Pemilu 2004 kira-kira masih 1,5 tahun lagi. Namun, bagi sejumlah kalangan, terutama para politikus, rentang waktu ini sangat pendek, karena itu berbagai strategi, taktik dan intrik politik pun mulai digelar.

Divestasi Indosat yang mustinya lebih bersifat komersial bisnis menjadi lebih berbau politik daripada komersialnya. Terasa sekali kentalnya aroma pertentangan kepentingan antara berbagai kekuatan politik dalam kasus ini.

Tidak hanya itu, demonstrasi pun sempat memacetkan jalan-jalan di Jakarta beberapa waktu yang lalu. Yang menarik untuk diperhatikan adalah adanya beberapa konflik terbuka antar orang-orang besar yang sering disebut sebagai elite politik.

"Ada upaya sistematis untuk menjadikan saya orang yang paling bermasalah di republik ini, padahal itu tidak benar," kata Wiranto dalam jumpa pers di Hotel Century Park Jakarta akhir Januari. Hal tersebut dikatakan Wiranto bahwa seolah-olah dia di-character assassination-kan. Di tempat lain Menteri Negara BUMN Laksamana Sukardi sempat melalui tim pengacaranya melakukan somasi terhadap Amien Rais, karena merasa di-character assassination-kan.

Kejadian tersebut sempat menghebohkan karena pihak yang disomasi mengadakan perlawanan.
Character assassination bukan hal yang baru di 'persilatan' dunia politik Indonesia. Beberapa waktu lalu Amien Rais juga pernah memberi statement di media massa bahwa dia di-character assasination-kan oleh isu hubungannya dengan Zarima.

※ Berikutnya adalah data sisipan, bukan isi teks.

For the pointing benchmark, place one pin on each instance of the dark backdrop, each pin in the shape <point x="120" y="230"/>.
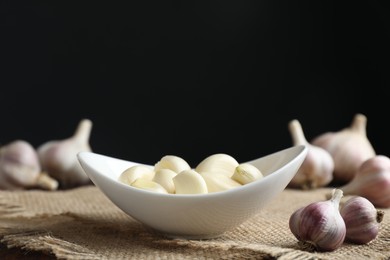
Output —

Apa sih Character assassination itu? Dalam bahasa sederhananya ya pembunuhan karakter, entah itu manusia, organisasi, atau bahkan negara. Terkadang orang yang terkena dampaknya walaupun secara fisik masih hidup, tetapi sebagai karakter dia mati, karena tidak dipercaya oleh publik lagi.

Hal yang critical di sini adalah public trust, kepercayaan publik, itu yang menjadi logika dari nilai suatu karakter. Berbagai upaya yang dilakukan orang untuk menciptakan dan menjaga reputasi dan hal-hal yang secara sistematis dan sengaja dilakukan untuk menghancurkan reputasi suatu karakter dapat dikategorikan sebagai pembunuhan karakter.

Kenyataan bahwa banyak elite politik dan tokoh masyarakat Indonesia yang merasa dirinya di-character assasination-kan, dapat memberi gambaran kepada kita bahwa cara-cara seperti ini nampaknya sangat disukai oleh politikus kita, terutama menjelang pemilu.

Elegan

Dalam perspektif komunikasi (politik), upaya untuk mendiskreditkan pesaing (lawan politik) sebenarnya juga dapat digolongkan sebagai aktivitas public relations (PR). Hanya saja, model PR yang dikembangkan dalam skenario seperti itu adalah pola lama-kalau tak mau dikatakan sebagai pola yang sudah kadaluwarsa.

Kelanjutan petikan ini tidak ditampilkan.